C) , Broker leader follower 的产生过程

Broker 接收到 Controller LeaderAndIsrRequest 消息后,交由 kafkaApis handle 处理

case RequestKeys. LeaderAndIsrKey => handleLeaderAndIsrRequest(request)

当前 Broker 成为副本的 leader 或者 follower 的入口函数

val (response , error) = replicaManager.becomeLeaderOrFollower(leaderAndIsrRequest , offsetManager)

当前 Broker 能不能成为 Broker ,取决于 Brokerid 是否与 leader 分配的 Brokerid 一致,一致就会成为 leader ,否则 follower

val partitionsTobeLeader = partitionState
  .filter{ case (partition , partitionStateInfo) => partitionStateInfo.leaderIsrAndControllerEpoch.leaderAndIsr.leader == config. brokerId }
val partitionsToBeFollower = (partitionState -- partitionsTobeLeader.keys)

真正的进入 leader 或者 follower 的过程

if   (!partitionsTobeLeader.isEmpty)
  makeLeaders(controllerId , controllerEpoch , partitionsTobeLeader , leaderAndISRRequest.correlationId , responseMap , offsetManager)
if (!partitionsToBeFollower.isEmpty)
  makeFollowers(controllerId , controllerEpoch , partitionsToBeFollower , leaderAndISRRequest.leaders , leaderAndISRRequest.correlationId , responseMap , offsetManager)

在接收到第一个 leaderisrrequest 后初始化 highwatermark 线程。这可以保证所有的分区都被填充,通过避免恶性竞争启动 Checkpointing 之前。
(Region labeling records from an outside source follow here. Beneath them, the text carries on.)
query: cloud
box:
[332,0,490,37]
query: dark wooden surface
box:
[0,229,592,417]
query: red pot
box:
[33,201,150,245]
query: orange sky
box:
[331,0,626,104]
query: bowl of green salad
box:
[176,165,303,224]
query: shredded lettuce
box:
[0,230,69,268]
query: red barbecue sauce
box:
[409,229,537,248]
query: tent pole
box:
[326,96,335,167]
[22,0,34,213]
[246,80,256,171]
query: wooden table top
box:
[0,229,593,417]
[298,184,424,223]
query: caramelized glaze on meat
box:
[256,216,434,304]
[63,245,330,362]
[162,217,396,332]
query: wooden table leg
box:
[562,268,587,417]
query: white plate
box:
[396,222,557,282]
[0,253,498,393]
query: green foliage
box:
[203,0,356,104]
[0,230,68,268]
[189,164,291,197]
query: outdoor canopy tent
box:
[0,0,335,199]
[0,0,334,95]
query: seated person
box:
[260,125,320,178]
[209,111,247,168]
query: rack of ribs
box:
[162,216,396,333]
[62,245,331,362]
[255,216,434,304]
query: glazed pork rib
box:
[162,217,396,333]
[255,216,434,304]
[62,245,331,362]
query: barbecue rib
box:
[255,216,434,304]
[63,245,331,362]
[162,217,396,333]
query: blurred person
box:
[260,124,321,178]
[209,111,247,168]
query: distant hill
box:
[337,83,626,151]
if   (! hwThreadInitialized ) {
  startHighWaterMarksCheckPointThread()
   hwThreadInitialized = true
}

下面具体讲解 makeleaders makeFollowers 方法

使当前 Broker 成为给定分区的 leader ,需要做以下几个处理:

* 1 ,停止掉这些分区的 fetchers

* 2 ,更新缓存的当前分区的元数据

* 3 ,将分区加入 leader 分区集合

// First stop fetchers for all the partitions
replicaFetcherManager .removeFetcherForPartitions(partitionState.keySet.map( new TopicAndPartition(_)))
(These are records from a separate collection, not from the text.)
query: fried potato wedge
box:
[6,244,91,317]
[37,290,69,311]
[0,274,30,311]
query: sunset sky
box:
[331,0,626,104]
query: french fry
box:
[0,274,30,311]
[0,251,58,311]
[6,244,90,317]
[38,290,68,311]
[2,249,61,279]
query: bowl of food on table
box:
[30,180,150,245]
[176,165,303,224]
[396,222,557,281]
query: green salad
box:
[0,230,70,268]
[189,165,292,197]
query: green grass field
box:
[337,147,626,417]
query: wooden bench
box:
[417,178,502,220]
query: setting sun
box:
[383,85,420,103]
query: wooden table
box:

// Update the partition information to be the leader
partitionState.foreach{ case (partition , partitionStateInfo) =>
  partition.makeLeader(controllerId , partitionStateInfo , correlationId , offsetManager)}

Makeleader 方法具体的操作了一个副本成为 leader 的过程:

主要做了以下几件事情:

*   记录 LeaderShip 决议的时代。在更新 isr 并维护 Zookeeperpath 的中的 Controller 时代

*   增加新的副本

*   移除已经被 Controller 移除的已分配副本

*   为新的 leader 副本构建高水位元数据

*   为远程副本重置 logendoffset

*   由于 isr 可能将为 1 ,我们需要增加高水位

具体源码如下:

def makeLeader (controllerId: Int,
                partitionStateInfo: PartitionStateInfo , correlationId: Int,
                offsetManager: OffsetManager): Boolean = {
   inWriteLock ( leaderIsrUpdateLock ) {
     val allReplicas = partitionStateInfo.allReplicas
     val leaderIsrAndControllerEpoch = partitionStateInfo.leaderIsrAndControllerEpoch
     val leaderAndIsr = leaderIsrAndControllerEpoch.leaderAndIsr
     // record the epoch of the controller that made the leadership decision. This is useful while updating the isr
    // to maintain the decision maker controller's epoch in the zookeeper path
     controllerEpoch = leaderIsrAndControllerEpoch.controllerEpoch
     // add replicas that are new
     allReplicas.foreach(replica => getOrCreateReplica(replica))
     val newInSyncReplicas = leaderAndIsr.isr.map(r => getOrCreateReplica(r)).toSet
     // remove assigned replicas that have been removed by the controller
     (assignedReplicas().map(_.brokerId) -- allReplicas).foreach(removeReplica(_))
     inSyncReplicas = newInSyncReplicas
     leaderEpoch = leaderAndIsr.leaderEpoch
     zkVersion = leaderAndIsr.zkVersion
     leaderReplicaIdOpt = Some ( localBrokerId )
     // construct the high watermark metadata for the new leader replica
     val newLeaderReplica = getReplica().get
    newLeaderReplica.convertHWToLocalOffsetMetadata()
     // reset log end offset for remote replicas
     assignedReplicas.foreach(r => if (r.brokerId != localBrokerId ) r.logEndOffset = LogOffsetMetadata. UnknownOffsetMetadata )
     // we may need to increment high watermark since ISR could be down to 1
     maybeIncrementLeaderHW(newLeaderReplica)
     if (topic == OffsetManager. OffsetsTopicName )
      offsetManager.loadOffsetsFromLog(partitionId)
     true
   }
}

当前 Broker 成为给定分区的 follower 要做要做以下几个处理:

* 1 ,将分区从 leader partition 集合中移除

* 2 ,将副本标记为 follower ,目的是不让生产者继续往该副本生产消息

* 3 ,停止掉该分区的所有 fetcher ,目的是不让副本 fetcher 线程往该副本写数据。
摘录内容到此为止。